Taraflar arasındaki sözleşme uyarınca teslim edilen maskelerin tamamı imha edildiğinden sözleşme kapsamındaki maskeler üzerinde bir bilirkişi incelemesi mahkememizce yapılamamıştır. Davacı tarafından ürettiği maskelere ilişkin test raporlarının mevcut olduğu ve yine söz konusu maskelerin Avrupa Birliği’ne satıldığını ve hiçbir sorun yaşamadıklarını, teslim edilen maskelerin ayıpsız olduğu belirtilmiş ise de davacının bu iddialarının dava konusu ürünler dışında üretilen ürünlere ilişkin olduğu, bundan dolayı söz konusu test raporlarının ve Avrupa Birliği’ne yapılan satışların mahkememiz dosyasındaki ürünlerin ayıpsız olduğunu göstermeyeceği anlaşılmıştır. Taraflar arasındaki sözleşme kapsamında teslim edilen ürünlere ilişkin Aile Çalışma ve Sosyal Hizmetler Bakanlığın İş Sağlığı ve Genel Müdürlüğü’nün 30/04/2020 tarihli testi ve 01/05/2020 tarihli test sonucuna ilişkin yazısı ile Sağlık Bakanlığı Halk Sağlığı Genel Müdürlüğü’nün 05/04/2020 tarihli raporun olduğu görülmüştür. Dava konusu ürünlere ilişkin teknik anlamda tek testin 30/04/2020 tarihli test olduğu, söz konusu testi düzenleyen kurumun kamu otoritesi kullanan bağımsız bir kurum olduğu, bu nedenden ötürü söz konusu kurumca yapılan testin mahkememizce göz ardı edilemeyeceği ve testin mahkememizce kabul edilmesi gerektiği anlaşılmıştır. Söz konusu test sonucu, test sonucu doğrultusunda yazılan 01/05/2020 tarihli yazı ve Sağlık Bakanlığı Halk Sağlık Genel Müdürlüğü’nün 05/04/2020 tarihli raporu göz önüne alındığında taraflar arasındaki 23/03/2020 tarihli sözleşme uyarınca davacı tarafından davalıya teslim edilen ürünlerin halk sağlığına zararlı olacak mahiyette ürün olduğu mahkememizce kabul edilmiştir.
Bilindiği gibi eserin teslimi, yüklenicinin sözleşmesine, iş sahibinin amacına, fen ve sanat kurallarına uygun surette meydana getirdiği şeyi ifa olarak iş sahibine arz etmesi demektir.
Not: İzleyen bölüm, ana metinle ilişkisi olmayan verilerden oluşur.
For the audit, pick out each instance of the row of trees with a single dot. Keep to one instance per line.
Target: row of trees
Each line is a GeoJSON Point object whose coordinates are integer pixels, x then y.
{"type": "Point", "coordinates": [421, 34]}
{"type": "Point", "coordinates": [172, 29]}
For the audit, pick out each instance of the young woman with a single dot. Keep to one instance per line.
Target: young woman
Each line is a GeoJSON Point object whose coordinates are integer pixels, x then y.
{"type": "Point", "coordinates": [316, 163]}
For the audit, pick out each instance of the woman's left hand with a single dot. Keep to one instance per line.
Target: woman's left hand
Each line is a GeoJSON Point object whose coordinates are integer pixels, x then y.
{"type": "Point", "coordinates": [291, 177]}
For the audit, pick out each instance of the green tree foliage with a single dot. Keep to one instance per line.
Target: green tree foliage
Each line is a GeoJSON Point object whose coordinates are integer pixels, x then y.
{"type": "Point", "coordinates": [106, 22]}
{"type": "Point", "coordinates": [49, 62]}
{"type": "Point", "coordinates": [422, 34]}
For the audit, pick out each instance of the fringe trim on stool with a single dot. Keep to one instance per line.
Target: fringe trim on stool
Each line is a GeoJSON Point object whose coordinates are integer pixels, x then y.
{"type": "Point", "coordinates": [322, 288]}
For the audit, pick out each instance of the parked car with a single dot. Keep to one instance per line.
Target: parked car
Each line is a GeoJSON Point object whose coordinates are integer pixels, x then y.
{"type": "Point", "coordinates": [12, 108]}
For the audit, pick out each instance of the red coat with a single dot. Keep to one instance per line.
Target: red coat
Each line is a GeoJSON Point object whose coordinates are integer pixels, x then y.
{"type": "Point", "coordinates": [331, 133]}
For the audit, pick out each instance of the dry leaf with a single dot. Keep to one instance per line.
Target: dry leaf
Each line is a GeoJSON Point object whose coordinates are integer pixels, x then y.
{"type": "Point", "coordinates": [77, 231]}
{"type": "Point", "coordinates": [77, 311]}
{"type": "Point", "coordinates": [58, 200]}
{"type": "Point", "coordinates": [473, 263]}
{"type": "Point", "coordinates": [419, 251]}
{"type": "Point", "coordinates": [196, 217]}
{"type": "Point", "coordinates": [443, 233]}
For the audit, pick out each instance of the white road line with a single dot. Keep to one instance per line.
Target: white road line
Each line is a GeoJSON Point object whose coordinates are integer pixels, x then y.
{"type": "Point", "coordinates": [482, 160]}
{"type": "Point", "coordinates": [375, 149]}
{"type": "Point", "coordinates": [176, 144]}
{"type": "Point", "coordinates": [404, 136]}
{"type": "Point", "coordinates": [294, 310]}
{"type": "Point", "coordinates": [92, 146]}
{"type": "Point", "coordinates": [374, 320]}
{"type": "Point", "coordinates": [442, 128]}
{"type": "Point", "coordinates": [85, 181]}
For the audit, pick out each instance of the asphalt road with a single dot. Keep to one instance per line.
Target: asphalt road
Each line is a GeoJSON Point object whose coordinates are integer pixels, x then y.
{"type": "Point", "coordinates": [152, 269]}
Bir bakıma teslim eser sözleşmesi ilişkisinin sonucudur. Mevcut olayımızda davalı tarafından 23/03/2020 tarihli sözleşme ile davacıya halk sağlığının korunması amacıyla N95 maske sipariş edildiği halde davacı tarafından davalıya teslim edilen ürünlerin halk sağlığına zararlı ürün mahiyetinde olduğu, bu nedenden ötürü yüklenicinin teslim ettiği ürünlerin sözleşme kapsamında iş sahibinin amacına, fen ve sanat kurallarına uygun suretle getirilmiş bir ürün kabul edilemeyeceği, davacının sözleşme kapsamında davalıya eseri teslim ettiğinden bahsedilemeyeceği nitekim kamu sağlının korunması amacıyla üretilmesi istenilen ürünlerin kamu sağlığına zararlı olması sebebi ile davacının ağır kusurlu olduğu anlaşılmıştır.
Davacı taraf mevcut olayda ağır kusurlu olduğu için ve ağır kusur durumunda bir teslimden bahsedilemeyeceğinden davalının herhangi bir ihbar yükümlülüğü bulunmamaktadır. Sadece tarafların ağır kusur durumunda yapacakları talepleri TBK.nın 147/6 maddesi dikkate alındığında 10 yıllık zamanaşımı süresi içerisinde yapması gerekmektedir. Mevcut olayımızda bu nedenden ötürü davacının ihbarın süresinde yapılmadığı yönündeki iddiası mahkememizce yerinde görülmemiştir.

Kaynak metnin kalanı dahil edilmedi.